Nationalist divisions seem to be less important in the tent camps, some of which house both Arabs and Jews, and who all cannot make ends meet. The Levinsky tent compound in Tel Aviv, less hip and less happening than the Rothschild camp, is located in the heart of one of Tel Aviv's poorest neighborhoods. It has the highest concentration of Israel's temporary foreign workers, some documented and some not. Due to this high concentration of "illegals," the neighborhood was the site of attempts by the far-right to organize to incite racist social divisions earlier this year. These divisions seem to have melted away in the August heat, as the Levinsky camp recently allied itself with two others in Tel Aviv's poorest neighborhoods, the joint Jewish-Arab Jaffa camp and with the Hatikva camp. Together, they call themselves "The Roar of the South." Even more astonishing is the fact that one of the representatives of the Levinsky compound is a foreign worker from the Congo, who is now allying with Jewish and Arab Israelis against economic repression.

This grass roots movement, which its founder Leef defined as "uncontrolled as a camel without a head," is exposing the myriad of internal contradictions that caused a country with less than six percent unemployment and a strong currency to see the collapse of its middle class. Unlike 25 years ago when Israel was much more of a welfare state, today the country has one of the highest disparities in equality of the OECD. "This is only the beginning," says Doron Timor, 29, one of the Levinsky camp's leaders. "It is a struggle to create a new consciousness, and it is a struggle that will take a long time. We want to go back and yet again be a welfare state that takes care of its people."

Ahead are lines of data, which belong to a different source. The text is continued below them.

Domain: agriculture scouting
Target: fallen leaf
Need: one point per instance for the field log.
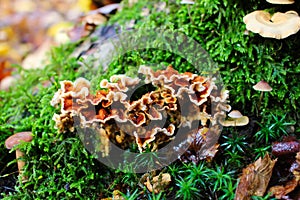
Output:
(255, 178)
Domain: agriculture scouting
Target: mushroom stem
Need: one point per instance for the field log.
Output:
(21, 163)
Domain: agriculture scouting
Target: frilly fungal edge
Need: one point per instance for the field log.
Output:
(152, 120)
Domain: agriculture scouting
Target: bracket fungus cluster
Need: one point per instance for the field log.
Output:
(279, 25)
(125, 112)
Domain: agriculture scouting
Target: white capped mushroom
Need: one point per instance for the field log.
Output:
(279, 26)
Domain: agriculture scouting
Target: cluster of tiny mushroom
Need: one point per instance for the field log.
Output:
(150, 121)
(278, 26)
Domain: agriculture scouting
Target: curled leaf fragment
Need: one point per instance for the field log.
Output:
(255, 178)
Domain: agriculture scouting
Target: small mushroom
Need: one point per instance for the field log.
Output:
(262, 86)
(235, 114)
(281, 1)
(14, 140)
(279, 26)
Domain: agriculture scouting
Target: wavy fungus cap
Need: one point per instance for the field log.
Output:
(262, 86)
(278, 26)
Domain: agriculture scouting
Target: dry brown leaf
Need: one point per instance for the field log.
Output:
(255, 178)
(116, 196)
(158, 182)
(280, 191)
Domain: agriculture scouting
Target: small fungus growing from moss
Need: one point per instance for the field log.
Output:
(15, 140)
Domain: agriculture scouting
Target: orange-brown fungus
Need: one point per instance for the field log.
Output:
(153, 118)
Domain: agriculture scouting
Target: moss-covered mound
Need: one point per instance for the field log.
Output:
(58, 165)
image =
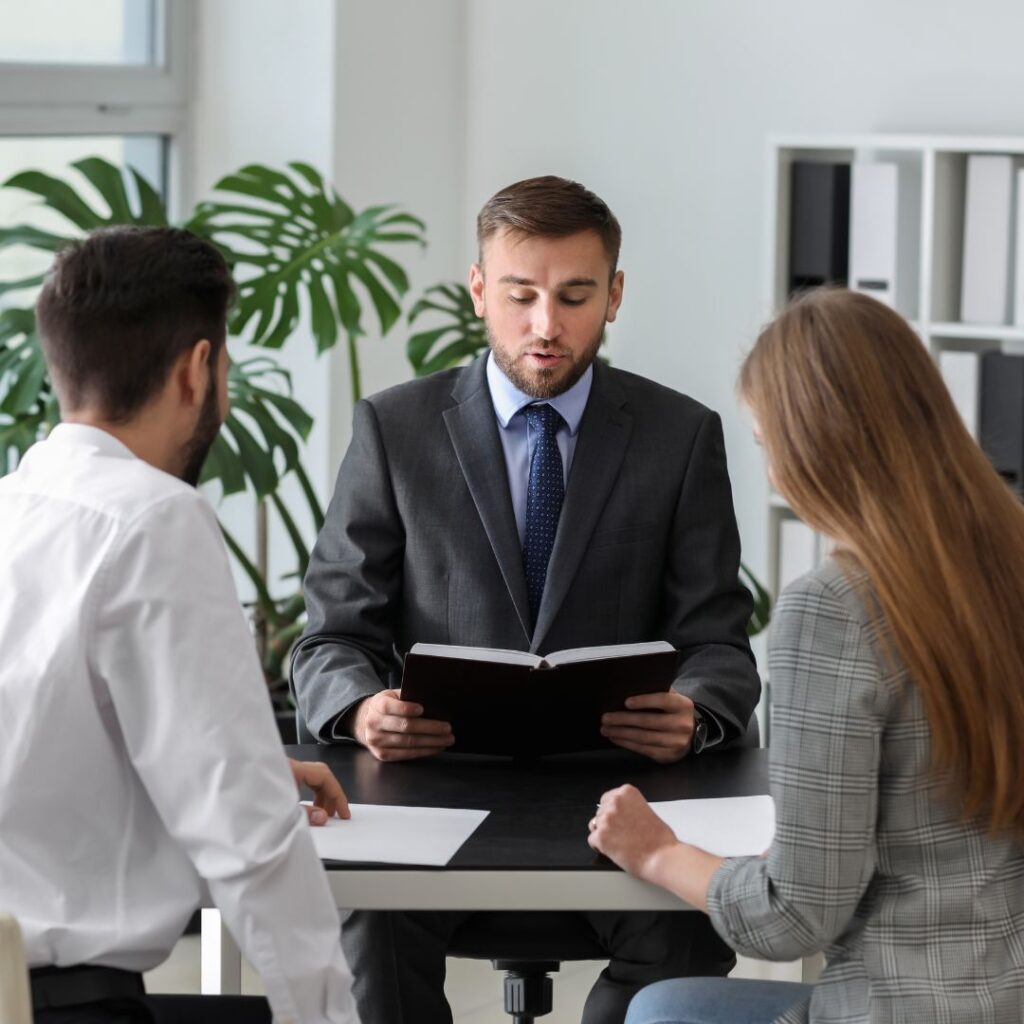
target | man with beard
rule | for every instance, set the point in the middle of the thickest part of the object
(139, 763)
(536, 500)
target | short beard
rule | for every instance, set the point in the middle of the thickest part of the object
(547, 386)
(198, 446)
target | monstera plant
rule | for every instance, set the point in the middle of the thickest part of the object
(294, 245)
(302, 258)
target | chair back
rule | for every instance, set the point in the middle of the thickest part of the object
(15, 1005)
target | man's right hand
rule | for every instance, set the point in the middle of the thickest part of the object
(393, 729)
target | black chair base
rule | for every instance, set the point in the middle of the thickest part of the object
(528, 951)
(528, 990)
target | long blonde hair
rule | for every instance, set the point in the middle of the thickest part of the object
(867, 446)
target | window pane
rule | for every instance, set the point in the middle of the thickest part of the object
(78, 32)
(53, 155)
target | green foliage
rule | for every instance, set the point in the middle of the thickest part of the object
(301, 255)
(297, 249)
(460, 338)
(762, 601)
(296, 246)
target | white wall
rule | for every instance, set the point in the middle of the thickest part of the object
(400, 138)
(664, 108)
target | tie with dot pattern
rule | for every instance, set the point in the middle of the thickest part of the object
(544, 501)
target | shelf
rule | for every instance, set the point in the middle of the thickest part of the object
(976, 332)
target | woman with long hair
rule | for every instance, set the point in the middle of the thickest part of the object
(897, 672)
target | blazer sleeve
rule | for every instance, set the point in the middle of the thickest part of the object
(827, 719)
(352, 587)
(706, 605)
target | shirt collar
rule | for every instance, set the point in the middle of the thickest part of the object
(508, 399)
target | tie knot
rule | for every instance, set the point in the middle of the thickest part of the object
(544, 419)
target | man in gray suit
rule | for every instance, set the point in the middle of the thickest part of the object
(535, 500)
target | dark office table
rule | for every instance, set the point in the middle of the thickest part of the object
(530, 852)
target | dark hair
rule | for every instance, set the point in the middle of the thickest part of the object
(549, 207)
(120, 307)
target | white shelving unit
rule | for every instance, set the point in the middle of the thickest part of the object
(930, 237)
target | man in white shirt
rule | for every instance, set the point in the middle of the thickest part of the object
(139, 763)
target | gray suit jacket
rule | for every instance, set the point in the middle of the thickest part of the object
(920, 914)
(420, 544)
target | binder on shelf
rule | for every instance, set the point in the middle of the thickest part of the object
(985, 283)
(819, 224)
(873, 213)
(961, 371)
(1003, 415)
(1019, 253)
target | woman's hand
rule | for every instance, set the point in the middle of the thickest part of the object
(628, 832)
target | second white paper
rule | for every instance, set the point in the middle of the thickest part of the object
(727, 826)
(427, 836)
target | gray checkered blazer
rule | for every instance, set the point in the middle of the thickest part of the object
(920, 915)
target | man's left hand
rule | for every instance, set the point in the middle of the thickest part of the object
(657, 725)
(329, 798)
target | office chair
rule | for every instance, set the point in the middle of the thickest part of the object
(15, 1005)
(526, 958)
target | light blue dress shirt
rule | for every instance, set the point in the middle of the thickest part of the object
(518, 441)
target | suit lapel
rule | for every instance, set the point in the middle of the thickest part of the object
(473, 429)
(604, 435)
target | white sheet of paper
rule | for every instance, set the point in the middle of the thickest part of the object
(429, 836)
(727, 826)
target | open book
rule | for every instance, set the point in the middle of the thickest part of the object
(511, 701)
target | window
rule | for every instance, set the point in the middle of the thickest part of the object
(93, 53)
(98, 32)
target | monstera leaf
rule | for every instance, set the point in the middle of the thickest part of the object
(128, 198)
(261, 437)
(460, 337)
(761, 614)
(28, 407)
(294, 240)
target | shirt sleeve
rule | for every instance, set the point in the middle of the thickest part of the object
(172, 646)
(826, 729)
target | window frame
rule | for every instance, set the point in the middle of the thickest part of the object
(163, 83)
(103, 99)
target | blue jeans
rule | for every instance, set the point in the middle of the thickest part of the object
(715, 1000)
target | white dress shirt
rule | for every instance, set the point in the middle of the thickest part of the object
(139, 761)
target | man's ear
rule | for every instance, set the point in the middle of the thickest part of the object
(476, 289)
(614, 296)
(193, 373)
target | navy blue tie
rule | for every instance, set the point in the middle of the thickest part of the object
(544, 501)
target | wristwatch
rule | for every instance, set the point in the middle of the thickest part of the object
(699, 731)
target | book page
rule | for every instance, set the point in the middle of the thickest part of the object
(610, 650)
(493, 654)
(384, 835)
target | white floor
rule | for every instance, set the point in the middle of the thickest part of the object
(474, 989)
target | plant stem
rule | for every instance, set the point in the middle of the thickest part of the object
(353, 369)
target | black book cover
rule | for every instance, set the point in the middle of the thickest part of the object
(527, 711)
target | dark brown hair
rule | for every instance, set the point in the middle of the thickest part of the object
(120, 307)
(866, 444)
(549, 207)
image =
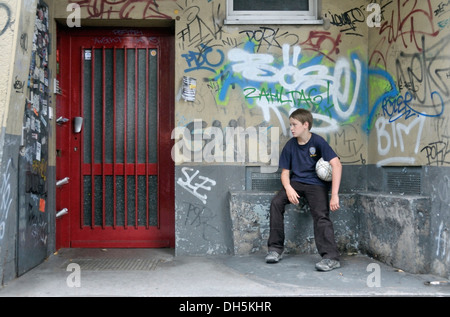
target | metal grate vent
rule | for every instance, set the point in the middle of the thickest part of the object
(118, 264)
(404, 182)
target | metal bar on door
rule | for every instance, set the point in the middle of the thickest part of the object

Prime Minister Netanyahu, the neoliberal free-market advocate, has refused to meet with the protestors' leadership. Instead he organized two economic-social committees to deal with the problem. The first is made up of academics, professionals and government bureaucrats who will investigate the protesters' demands and report their recommendations in September to the second committee. There, 17 ministers representing the government's coalition, which will be led by Yuval Shtainitz, the minister of treasury, will pass on their own assessments to Netanyahu based on the previous committee's conclusions. This dual committee, however, has been described in the Israeli press as an attempt that is "too little and too late," and the protesters' leadership is pessimistic about it. "There is no one there who is committed to real social change," they said this week, "and we were not invited to any committee."

Yet, in this process to reinstitute a true welfare state, something else is happening, which goes beyond providing economic equality. On the ground and away from the spotlight, a new consciousness of all those affected by the same economic disparities is being formed. It seems harder and harder to retain the old separation lines as the economic and the political are inevitably intermixing, both on stage and in the tent compounds. "It is impossible to talk about a state that will treat its people equally and fairly and at the same time use a discourse that speaks to the separation between Israelis and Palestinians. Yet changing the consciousness takes time, and I am not sure that we can achieve everything at this phase of the struggle," said Timor.

The protesters will hopefully manage to translate this popular support into concrete demands that will be addressed by the government, and to this end they might even need to form new political parties that focus on social issues. Yet, the most important change in this social movement is the creation of a new discourse of care and compassion that replaces, at least for now, the old one of security and defense. To be truly successful, however, the movement must apply the same universal values of equality of freedom which it advocates to its relationship with the Palestinian people. In other words, it is time to stop throwing sand in our eyes. Doing that will not be easy, and will inevitably bring out the old frictions, but perhaps this is one of the few rare moments of strength and unity that can change perceptions of who are the enemies and who are the victims.

Hadas Cohen is a Ph.D. candidate in political science at the New School for Social Research in New York.